Topics in Medieval Studies (3 CREDITS)
The Medieval Town
Term 2: TTh 2:00 – 3:30pm
Prof. Arlene Sindelar, Department of History
Office: (604) 822-5162
Just as cities are magnets for the restless, ambitious, and marginalized today, so were they in the Middle Ages. Our general notions about this European period has been shaped more by myth, movies, and romances than by historical sources. Popular descriptions of medieval society has tended to focus more on kings and lords, duels and damsels, rather than on business owners, entrepreneurs, prostitutes, journeymen, beggars, and urban aldermen. But this interdisciplinary course examines the problems and prosperity of cities and the people who lived there from the tenth century through the challenges of war, plague, and politics to the fifteenth. Weekly topics include charters and citizenship, merchants and crafts; governance and revolt; art and architecture; customs and laws, households and housing, foreigners and Jews, urban spaces and boundaries, poverty and plenty, universities and religious institutions, gender and crime, life and death.
Classes consist of lectures interspersed with workshops on the sources and discussions over the readings. Reading assignments include not only secondary scholarship and primary documents, but also digitized manuscripts, illuminations, architecture, and artefacts. Assessment is based on a midterm test, a short document analysis, two brief article reports, and a research project and essay. (This course is required for the Medieval Major and Minor.

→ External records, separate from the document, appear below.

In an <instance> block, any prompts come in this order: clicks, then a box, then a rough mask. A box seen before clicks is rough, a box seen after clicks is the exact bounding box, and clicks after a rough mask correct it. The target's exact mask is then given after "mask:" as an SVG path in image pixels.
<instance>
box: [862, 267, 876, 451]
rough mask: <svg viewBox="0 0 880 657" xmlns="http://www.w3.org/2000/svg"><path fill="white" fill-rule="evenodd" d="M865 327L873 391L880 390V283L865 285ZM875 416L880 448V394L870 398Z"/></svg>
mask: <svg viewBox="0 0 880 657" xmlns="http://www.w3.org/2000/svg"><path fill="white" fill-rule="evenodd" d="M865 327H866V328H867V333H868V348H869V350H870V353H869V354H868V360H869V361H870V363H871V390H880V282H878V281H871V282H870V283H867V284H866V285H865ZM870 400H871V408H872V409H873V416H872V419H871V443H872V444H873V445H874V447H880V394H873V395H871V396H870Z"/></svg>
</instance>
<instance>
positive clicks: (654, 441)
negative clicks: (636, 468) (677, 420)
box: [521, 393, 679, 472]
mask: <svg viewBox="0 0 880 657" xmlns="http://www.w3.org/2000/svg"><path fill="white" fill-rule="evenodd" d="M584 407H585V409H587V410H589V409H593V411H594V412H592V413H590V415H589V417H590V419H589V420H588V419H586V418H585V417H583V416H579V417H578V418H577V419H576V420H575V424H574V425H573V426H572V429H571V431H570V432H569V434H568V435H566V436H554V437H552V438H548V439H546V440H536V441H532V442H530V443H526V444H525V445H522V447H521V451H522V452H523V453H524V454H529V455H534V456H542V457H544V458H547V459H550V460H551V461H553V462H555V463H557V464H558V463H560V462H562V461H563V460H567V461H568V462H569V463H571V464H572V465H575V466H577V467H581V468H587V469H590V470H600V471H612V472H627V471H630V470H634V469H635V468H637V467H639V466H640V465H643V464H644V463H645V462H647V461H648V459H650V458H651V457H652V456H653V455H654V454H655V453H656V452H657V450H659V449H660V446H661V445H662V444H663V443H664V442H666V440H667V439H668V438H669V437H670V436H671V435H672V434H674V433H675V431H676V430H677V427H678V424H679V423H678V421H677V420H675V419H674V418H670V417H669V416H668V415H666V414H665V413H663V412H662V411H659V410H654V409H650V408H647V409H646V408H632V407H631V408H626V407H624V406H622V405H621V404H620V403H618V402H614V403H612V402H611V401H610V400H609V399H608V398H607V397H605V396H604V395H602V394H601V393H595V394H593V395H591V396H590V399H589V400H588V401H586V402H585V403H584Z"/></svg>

It also eligible to count as upper-level credit toward the History Major or Minor.)
Through the study of available primary and secondary sources of the medieval period, students use appropriate methodologies across the disciplines to explore the history, culture, representation, dynamics, and diversity of the European town from late Antiquity until the Reformation; investigate how the town and its governance changed over time and place; analyse how the town fostered medieval art and literature, law, and economic innovation; explain how the town shaped society; employ an interdisciplinary perspective in researching the medieval town and city; exhibit analytical and writing skills of university scholarship: generating a research topic related to the course, developing a research topic, developing a working bibliography of appropriate primary and secondary sources, constructing an argument, and presenting it both in the form of an original written research project or essay and to the class in a presentation.